Chaudfontaine – Historia – Réhabilitation du site de la Basilique de Chèvremont: à quel prix?
Vous arrivez malheureusement trop tard: l’enquête publique s’est achevée le mardi 23 septembre 2025.
Nous laissons néanmoins l’intro ainsi que la lettre-type visibles, afin qu’elles puissent inspirer d’autres collectifs qui seraient confrontés au même type de projet.
La colline de Chèvremont, classée depuis 1976 pour sa valeur esthétique et scientifique, puis étendue en 1988, est aujourd’hui candidate à un classement comme site archéologique depuis 2024.
Ce lieu emblématique – couronné par la basilique, visible à des kilomètres – est un repère familier pour les Liégeois et les habitants des environs. Il allie une beauté paysagère exceptionnelle et un patrimoine historique préservé, comme le souligne le projet de classement: “une qualité esthétique et paysagère hors normes, fusionnant avec sa valeur historique dans un ensemble équilibré et harmonieux”.
Pourtant, la SPRL « Colline de Chèvremont » prévoit d’y convertir la basilique et le couvent en 42 appartements, d’y ajouter un restaurant et un parking extérieur de 81 places (dont 18 pour les visiteurs), impliquant aussi l’abattage d’une dizaine d’arbres.

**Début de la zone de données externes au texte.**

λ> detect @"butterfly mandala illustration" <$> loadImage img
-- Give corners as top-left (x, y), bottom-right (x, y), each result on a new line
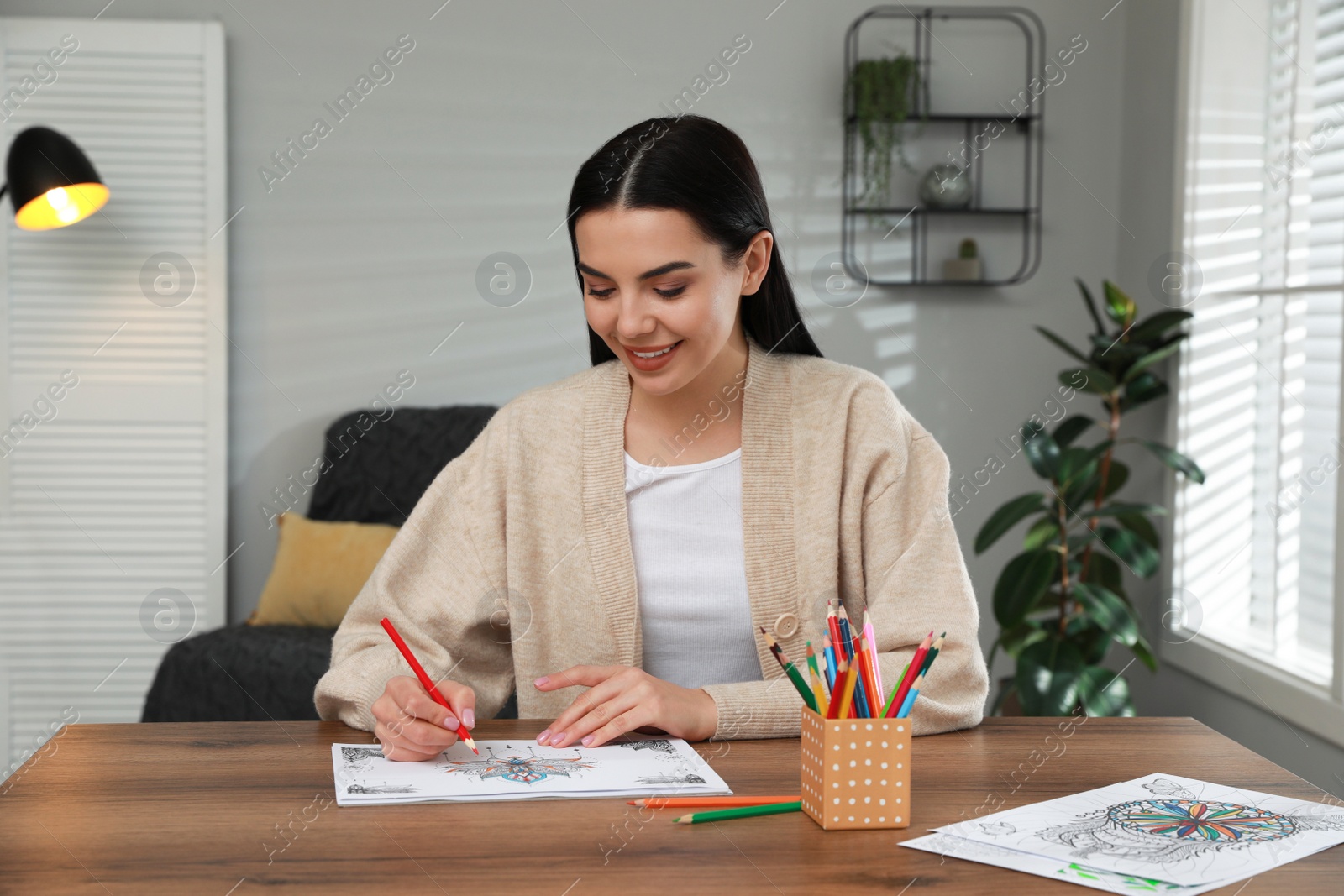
top-left (446, 747), bottom-right (596, 784)
top-left (1037, 799), bottom-right (1344, 861)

Ce projet de “réhabilitation” du site nous paraît inacceptable en l’état. La transformation de la basilique entraînerait une série de modifications irrespectueuses de l’histoire et de l’esthétique du bâtiment. Quant au parking, situé en zone verte et au cœur du site classé, il menacerait l’intégrité paysagère de celui-ci mais aussi son “potentiel archéologique de premier plan” (selon les termes mêmes de l’Association Wallonne du Patrimoine) tant pour son histoire que pour l’état de conservation de ses vestiges.
Ce projet de “réhabilitation”, vivement contesté par les habitants de Vaux-sous-Chèvremont et des environs, concerne un lieu emblématique: la basilique, visible à des kilomètres, est un repère familier pour les Liégeois et les habitants des environs, même éloignés.

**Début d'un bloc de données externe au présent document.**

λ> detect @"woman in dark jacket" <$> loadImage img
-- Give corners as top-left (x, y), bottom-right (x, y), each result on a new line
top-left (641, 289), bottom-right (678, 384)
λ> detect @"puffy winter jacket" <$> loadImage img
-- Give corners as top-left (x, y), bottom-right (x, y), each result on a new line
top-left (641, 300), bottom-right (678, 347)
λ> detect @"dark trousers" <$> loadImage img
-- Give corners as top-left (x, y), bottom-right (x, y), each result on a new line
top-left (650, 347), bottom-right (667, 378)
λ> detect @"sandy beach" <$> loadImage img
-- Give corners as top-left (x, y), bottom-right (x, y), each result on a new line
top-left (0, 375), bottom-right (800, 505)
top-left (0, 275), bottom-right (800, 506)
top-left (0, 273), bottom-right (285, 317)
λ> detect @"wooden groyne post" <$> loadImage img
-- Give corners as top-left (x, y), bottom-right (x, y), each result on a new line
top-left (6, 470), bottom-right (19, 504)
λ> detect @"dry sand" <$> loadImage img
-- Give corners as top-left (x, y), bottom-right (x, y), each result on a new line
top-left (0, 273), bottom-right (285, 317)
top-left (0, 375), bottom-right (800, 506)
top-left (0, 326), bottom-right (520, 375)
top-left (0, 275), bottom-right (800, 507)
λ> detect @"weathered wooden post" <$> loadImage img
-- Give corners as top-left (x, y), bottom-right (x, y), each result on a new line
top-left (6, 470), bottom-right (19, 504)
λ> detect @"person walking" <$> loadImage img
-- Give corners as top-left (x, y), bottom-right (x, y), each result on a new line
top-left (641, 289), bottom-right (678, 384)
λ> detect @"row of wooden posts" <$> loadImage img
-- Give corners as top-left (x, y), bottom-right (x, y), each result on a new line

Voici la lettre de réclamation qui a été utilisée dans le cadre de l’enquête publique, notamment par le formulaire de signature et d’envoi qui se trouvait au bas du présent article :
À l’attention du Collège communal de Chaudfontaine
service de l’Urbanisme
Avenue du Centenaire, 14
4053 EmbourgRéférence du dossier : Enquête publique – 25/095 – Rue de Chèvremont, 96 à 4051 Vaux-sous-Chèvremont
Mesdames, Messieurs,
Je vous transmets la présente observation dans le cadre de l’enquête publique relative au projet de réhabilitation du site de la Basilique de Chèvremont. La SPRL Colline de Chèvremont souhaite transformer la Basilique et le couvent en 42 appartements, créer un restaurant ainsi qu’un parking extérieur de 81 emplacements (63 pour les habitants et 18 pour les visiteurs et le restaurant) et procéder à l’abattage d’une dizaine d’arbres.

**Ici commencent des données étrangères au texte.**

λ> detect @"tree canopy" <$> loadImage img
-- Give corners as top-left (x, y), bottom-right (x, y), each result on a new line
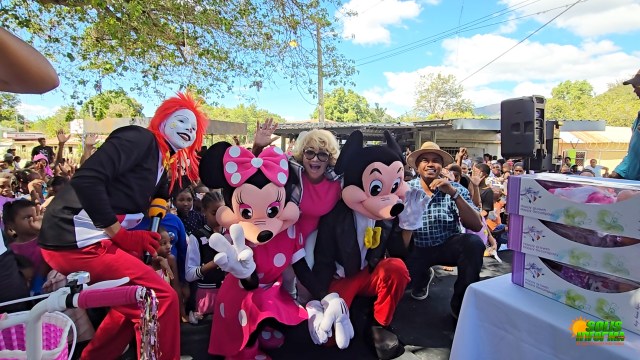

Le projet prend place sur la Colline de Chèvremont, site classé en 1976 pour sa valeur esthétique et scientifique (historique et archéologique), étendu en 1988 et faisant l’objet depuis 2024 d’un projet de classement au titre de site archéologique. Selon le texte de classement, « La colline de Chèvremont se distingue par une qualité esthétique et paysagère hors normes, fusionnant avec sa valeur historique dans un ensemble remarquablement équilibré et harmonieux ».
Il est indéniable que la Basilique et le couvent nécessitent une réaffectation pour mettre fin à leur dégradation. Néanmoins, le projet actuellement soumis à enquête publique présente de multiples problèmes qui compromettent la protection du patrimoine, l’intégrité paysagère et la conformité juridique.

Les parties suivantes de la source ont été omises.